In past elections, Colorado has been able to provide over 75% of results on Election Night. However, that percentage may be impacted by the unique circumstances surrounding this year’s election and high turnout. The biggest variable impacting when results will be reported is the number of Coloradans who vote (either early in-person or return their mail ballot via mail, drop box or in person) in advance of Election Day relative to those who return their ballot or vote in-person on Election Day. The more ballots cast before Election Day, the faster ballots can be processed, and the higher percentage can be reported on Election Night. As of Thursday night, 2,279,059 ballots had been returned to county clerks, 79.8% of the total turnout in the 2016 General Election. 

Counties will have had 15 days prior to Election Day to scan ballots, though tabulated results are not made public until after 7 p.m. on Election Day. When polls officially close at 7 p.m., counties will begin uploading results to the state’s centralized Election Night Reporting system, and to the contingency election results site.  Those results are then posted on various pages on the Colorado Secretary of State’s website, including the home page and www.GoVoteColorado.gov.  Counties may post results to their websites, but are not required to do so. Note that if a court extends polling hours in any county, results will not be posted by the Secretary of State’s Office until polls are closed in every county.

As counties continue to upload results periodically through the night, you can track progress by referencing the color-coded status that are used in the “counties reporting” map to indicate at what point they are in the process.  Yellow indicates that a county has reported results at least once, and as they continue to tabulate ballots, they will update results periodically throughout the night.

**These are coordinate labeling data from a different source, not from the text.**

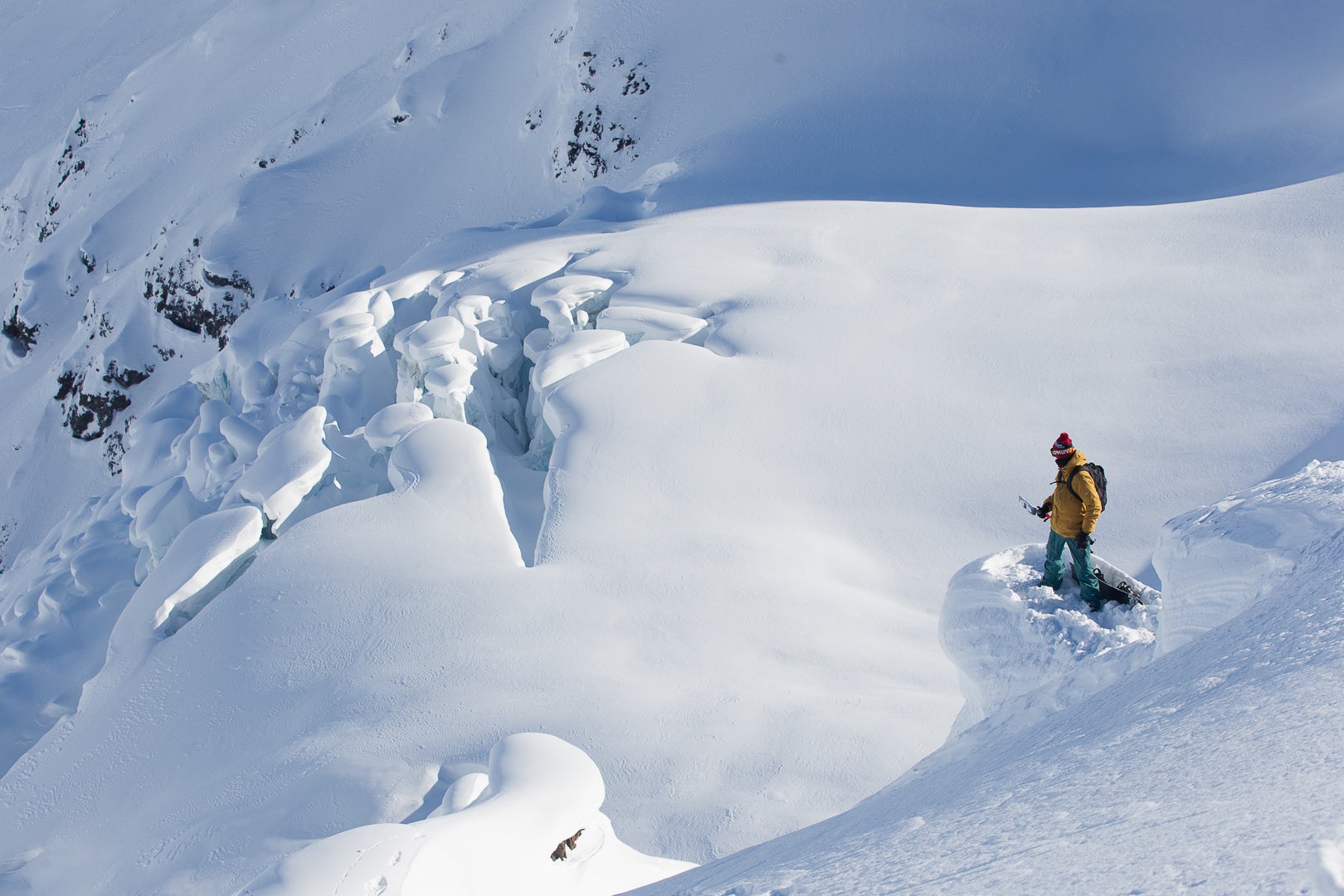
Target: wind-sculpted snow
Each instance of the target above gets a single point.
(1220, 561)
(1214, 767)
(1040, 648)
(631, 536)
(280, 426)
(530, 822)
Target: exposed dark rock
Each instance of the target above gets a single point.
(22, 334)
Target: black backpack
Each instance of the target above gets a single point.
(1098, 480)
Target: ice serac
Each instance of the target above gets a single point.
(446, 465)
(538, 794)
(290, 462)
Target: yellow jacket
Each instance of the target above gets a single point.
(1069, 514)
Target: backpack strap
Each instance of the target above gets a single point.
(1069, 483)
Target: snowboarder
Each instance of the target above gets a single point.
(1073, 512)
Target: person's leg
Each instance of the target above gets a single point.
(1054, 575)
(1085, 574)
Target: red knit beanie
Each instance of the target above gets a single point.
(1064, 446)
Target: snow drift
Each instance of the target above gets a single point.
(1210, 767)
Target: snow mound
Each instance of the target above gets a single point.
(202, 562)
(530, 824)
(1011, 637)
(1218, 561)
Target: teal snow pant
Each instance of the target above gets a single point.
(1082, 568)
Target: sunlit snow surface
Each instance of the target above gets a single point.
(1214, 767)
(503, 446)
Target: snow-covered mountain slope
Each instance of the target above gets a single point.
(163, 168)
(734, 617)
(351, 476)
(1215, 767)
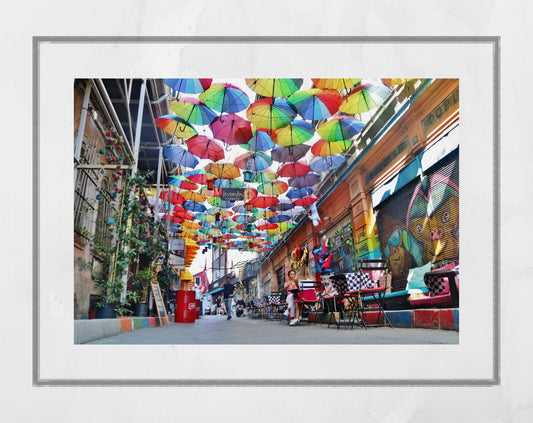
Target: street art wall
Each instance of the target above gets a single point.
(420, 223)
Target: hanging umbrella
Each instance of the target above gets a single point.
(191, 110)
(271, 113)
(189, 85)
(283, 205)
(279, 218)
(199, 176)
(253, 161)
(273, 188)
(340, 128)
(291, 153)
(205, 148)
(193, 196)
(305, 201)
(338, 84)
(303, 181)
(260, 141)
(323, 164)
(175, 125)
(328, 148)
(266, 226)
(364, 98)
(194, 206)
(223, 170)
(263, 201)
(316, 104)
(175, 198)
(295, 133)
(264, 176)
(229, 183)
(178, 155)
(274, 87)
(292, 169)
(225, 98)
(231, 129)
(294, 193)
(181, 182)
(218, 202)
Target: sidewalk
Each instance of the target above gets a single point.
(244, 330)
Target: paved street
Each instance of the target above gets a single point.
(243, 330)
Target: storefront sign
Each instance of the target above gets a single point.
(233, 194)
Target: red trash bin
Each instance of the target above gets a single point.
(185, 307)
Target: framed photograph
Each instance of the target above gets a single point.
(341, 265)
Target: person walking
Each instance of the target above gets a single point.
(229, 292)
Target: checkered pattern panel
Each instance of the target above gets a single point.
(359, 280)
(435, 285)
(340, 284)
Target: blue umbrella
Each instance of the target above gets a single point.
(178, 155)
(299, 192)
(194, 206)
(323, 164)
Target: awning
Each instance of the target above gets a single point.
(431, 155)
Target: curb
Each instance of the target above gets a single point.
(86, 330)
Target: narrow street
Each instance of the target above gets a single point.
(244, 330)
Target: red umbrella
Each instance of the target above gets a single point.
(205, 148)
(231, 129)
(305, 201)
(263, 201)
(293, 169)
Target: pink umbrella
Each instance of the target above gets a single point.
(231, 129)
(293, 169)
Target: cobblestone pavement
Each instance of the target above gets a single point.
(244, 330)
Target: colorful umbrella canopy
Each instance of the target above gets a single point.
(178, 155)
(295, 133)
(294, 193)
(316, 104)
(338, 84)
(340, 128)
(323, 164)
(225, 98)
(274, 87)
(193, 196)
(189, 85)
(231, 129)
(223, 170)
(303, 181)
(181, 182)
(256, 161)
(263, 201)
(260, 141)
(328, 148)
(364, 98)
(291, 153)
(292, 169)
(194, 206)
(175, 125)
(271, 113)
(305, 201)
(199, 176)
(205, 148)
(273, 188)
(191, 110)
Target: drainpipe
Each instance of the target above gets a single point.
(81, 128)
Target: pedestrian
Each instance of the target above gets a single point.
(295, 309)
(229, 292)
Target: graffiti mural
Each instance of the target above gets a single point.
(420, 223)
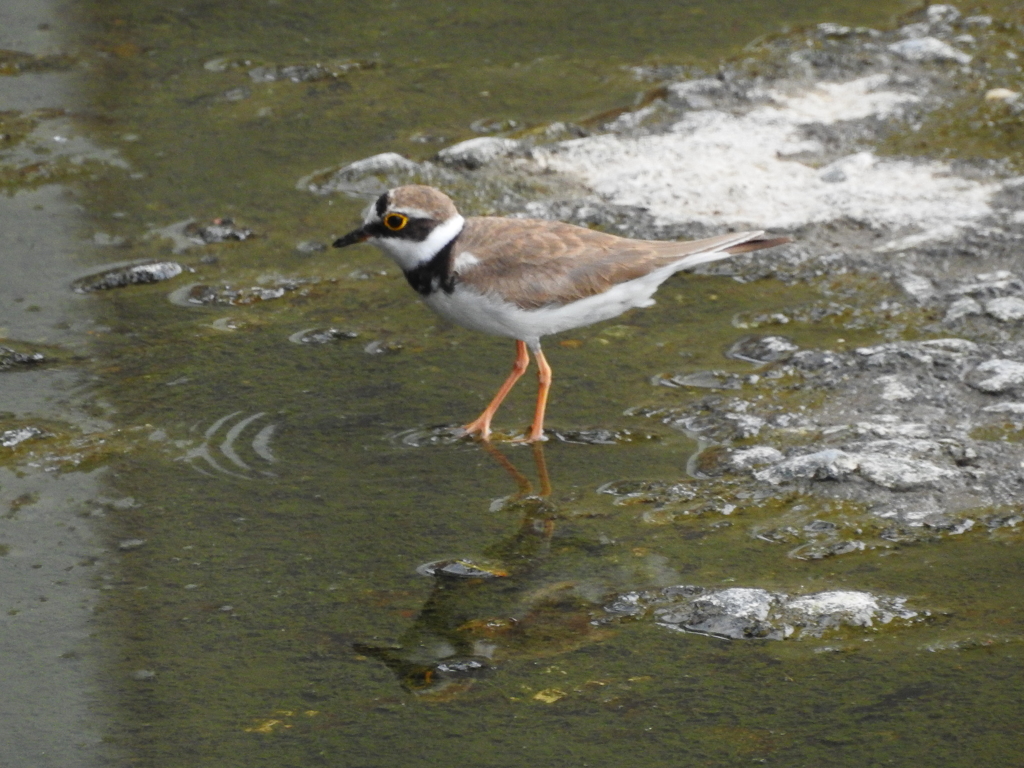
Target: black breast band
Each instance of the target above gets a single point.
(435, 273)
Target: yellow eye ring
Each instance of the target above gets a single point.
(395, 221)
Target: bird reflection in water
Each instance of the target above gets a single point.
(516, 603)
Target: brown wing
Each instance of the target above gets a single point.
(536, 263)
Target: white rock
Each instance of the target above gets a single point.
(857, 608)
(477, 152)
(1017, 409)
(962, 308)
(900, 474)
(1001, 94)
(1006, 376)
(928, 49)
(387, 162)
(919, 287)
(754, 457)
(1007, 309)
(894, 390)
(830, 464)
(719, 168)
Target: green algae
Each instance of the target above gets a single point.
(257, 585)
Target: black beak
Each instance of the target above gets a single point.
(356, 236)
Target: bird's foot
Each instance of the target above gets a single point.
(478, 428)
(531, 436)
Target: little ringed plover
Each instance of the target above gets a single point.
(524, 279)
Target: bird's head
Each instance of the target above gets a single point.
(410, 223)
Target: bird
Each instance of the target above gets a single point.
(525, 279)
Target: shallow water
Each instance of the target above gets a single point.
(265, 504)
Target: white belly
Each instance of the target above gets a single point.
(492, 314)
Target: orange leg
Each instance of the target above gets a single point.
(543, 387)
(481, 424)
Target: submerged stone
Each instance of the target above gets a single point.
(9, 358)
(460, 569)
(151, 271)
(1006, 309)
(756, 348)
(219, 230)
(744, 613)
(322, 336)
(13, 437)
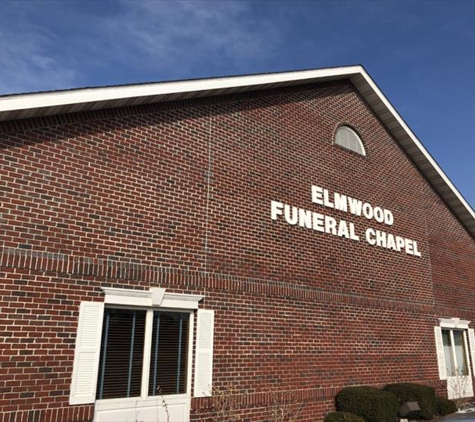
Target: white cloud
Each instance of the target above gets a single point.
(180, 35)
(59, 45)
(26, 63)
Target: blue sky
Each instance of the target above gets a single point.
(421, 54)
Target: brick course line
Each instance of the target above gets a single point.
(78, 266)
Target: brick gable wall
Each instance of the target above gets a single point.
(178, 195)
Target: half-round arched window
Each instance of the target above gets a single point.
(349, 139)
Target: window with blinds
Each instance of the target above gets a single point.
(168, 361)
(122, 353)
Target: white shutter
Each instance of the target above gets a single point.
(439, 345)
(87, 352)
(204, 353)
(471, 342)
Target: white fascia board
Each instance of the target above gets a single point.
(419, 147)
(93, 95)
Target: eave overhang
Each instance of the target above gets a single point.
(24, 106)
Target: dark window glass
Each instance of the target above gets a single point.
(168, 363)
(120, 366)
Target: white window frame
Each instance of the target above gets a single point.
(459, 385)
(171, 407)
(359, 149)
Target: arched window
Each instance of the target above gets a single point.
(349, 139)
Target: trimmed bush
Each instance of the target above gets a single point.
(445, 406)
(342, 417)
(370, 403)
(423, 395)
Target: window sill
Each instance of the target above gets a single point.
(173, 408)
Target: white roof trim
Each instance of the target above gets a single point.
(22, 106)
(92, 95)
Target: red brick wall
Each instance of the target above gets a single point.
(178, 195)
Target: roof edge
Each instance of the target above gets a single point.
(21, 106)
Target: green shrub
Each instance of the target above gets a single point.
(369, 403)
(423, 395)
(342, 417)
(445, 406)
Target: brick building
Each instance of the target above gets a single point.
(272, 238)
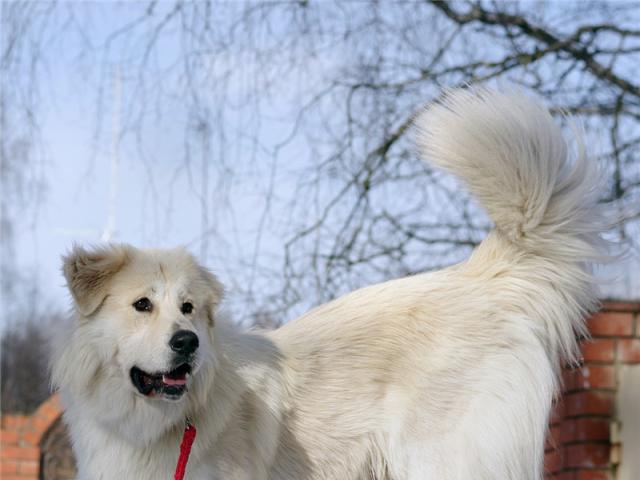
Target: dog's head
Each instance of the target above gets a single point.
(143, 340)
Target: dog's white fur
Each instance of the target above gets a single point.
(446, 375)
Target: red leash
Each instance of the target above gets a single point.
(188, 437)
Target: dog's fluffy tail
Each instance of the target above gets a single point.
(512, 156)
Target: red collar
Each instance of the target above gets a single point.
(188, 438)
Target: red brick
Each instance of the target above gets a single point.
(611, 324)
(593, 475)
(598, 350)
(9, 437)
(31, 467)
(20, 453)
(15, 422)
(569, 380)
(613, 306)
(629, 350)
(588, 403)
(587, 455)
(8, 466)
(590, 429)
(552, 461)
(595, 376)
(32, 437)
(557, 413)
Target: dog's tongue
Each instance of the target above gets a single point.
(175, 378)
(167, 380)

Lavender means that a county has stopped tabulating for Election Night, but does not indicate that all ballots have been tabulated, as they will continue to update results in the following days. Green indicates that all eligible ballots have been tabulated, and dark orange indicates results have been certified as official.

After Election Day, voters in Colorado have a cure period to fix issues with their ballots, including discrepant signatures. Typically, voters would have eight days after the election to cure their ballots but this year they have nine days this year due to Veterans Day falling on November 11.  That means that cures and mailed military and overseas ballots are due by November 12. Counties will then have until November 13 to process cured ballots and overseas and military voter ballots. Following the cure period, the Secretary of State’s Office will oversee the state’s risk-limiting audit, which provides a high level of statistical confidence in the results of the election. Should they be necessary, recounts may also occur in the weeks following the election. Results will be certified as official on November 30, except in the case of recounts where specific races may not be finalized until mid-December.

For the presidential contest, the Electoral College will meet on December 14.